To understand how gases behave in a mixture, we must first examine their molecular weights. In our exercise, we see that the molecular weights of gases A and B are in the ratio 1:4. This means if the molecular weight of A is assumed to be a certain mass (let's say \( M \)), then the molecular weight of B would simply be four times that size (\( 4M \)).
This ratio is fundamental as it lays the groundwork for understanding how many moles of each gas would be present in a given weight. A higher molecular weight means fewer moles per unit weight because it takes more mass to make up a mole of the substance. It’s like comparing the weight of a golf ball to an exercise ball; the ratio indicates how much more massive one is relative to the other, which directly impacts how they behave in a mixture.

Mole fraction is a way of expressing the concentration of a gas in a mixture. It is calculated as the ratio of the number of moles of a particular gas to the total number of moles of all gases present.In our example, gases A and B are added in equal weights. For gas B, with a molecular weight four times that of A, fewer moles are present for the same weight. Specifically, the number of moles of B is \( \frac{x}{4M} \), where \(x\) is the weight in grams. The total number of moles in the mixture is the sum of moles of A and B, calculated as \( \frac{5x}{4M} \). Thus, the mole fraction of B, \( X_B \), becomes \( \frac{1}{5} \). Understanding mole fractions is crucial because they influence how each component of a gas mixture behaves under various conditions.

Partial pressure refers to the pressure exerted by a single type of gas in a mixture of gases.

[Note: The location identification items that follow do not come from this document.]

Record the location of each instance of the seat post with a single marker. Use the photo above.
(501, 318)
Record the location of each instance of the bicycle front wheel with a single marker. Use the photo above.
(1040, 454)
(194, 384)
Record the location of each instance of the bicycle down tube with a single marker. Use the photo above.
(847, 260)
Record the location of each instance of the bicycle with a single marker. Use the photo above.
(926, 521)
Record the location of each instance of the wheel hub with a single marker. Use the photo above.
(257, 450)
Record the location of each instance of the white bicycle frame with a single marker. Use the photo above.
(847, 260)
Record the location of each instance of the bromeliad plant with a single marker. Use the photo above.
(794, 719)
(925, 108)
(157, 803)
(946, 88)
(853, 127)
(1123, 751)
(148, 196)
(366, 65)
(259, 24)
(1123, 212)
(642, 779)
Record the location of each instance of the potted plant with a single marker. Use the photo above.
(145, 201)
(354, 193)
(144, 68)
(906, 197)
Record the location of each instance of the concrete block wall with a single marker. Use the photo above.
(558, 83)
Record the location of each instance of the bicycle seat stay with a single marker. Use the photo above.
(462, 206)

It is determined by the mole fraction of the gas multiplied by the total pressure of the mixture.In our scenario, we want to find the partial pressure of gas B. Given that the mole fraction \( X_B \) is \( \frac{1}{5} \) and the total pressure is \( P \), the partial pressure of B, \( P_B \), is calculated using the formula: \[ P_B = X_B \times P = \frac{1}{5} \times P = \frac{P}{5}. \]This calculation tells us how much of the total pressure is contributed by gas B. Partial pressures are vital in understanding phenomena such as diffusion and reaction rates in gaseous mixtures.

Calculating properties of gas mixtures involves assembling various aspects that include molecular weight ratios, moles, and partial pressures. In the exercise, we start with the molecular weights and move through a calculation process that considers equal weights to derive moles. We assessed the total moles present in terms of the known ratio, leading to a straightforward calculation for the mole fraction of each gas. From there, using the Ideal Gas Law and our understanding of partial pressures, we were able to determine the partial pressure contributions of each gas.

• Molecular weights provide insight into how much of a gas is present per given weight.
• Mole fractions help understand the composition of the gas mixture.
• Partial pressures determine how each component affects total system pressure.

This holistic approach enables us to predict and manipulate conditions in gas mixtures accurately, catering to various scientific and industrial applications.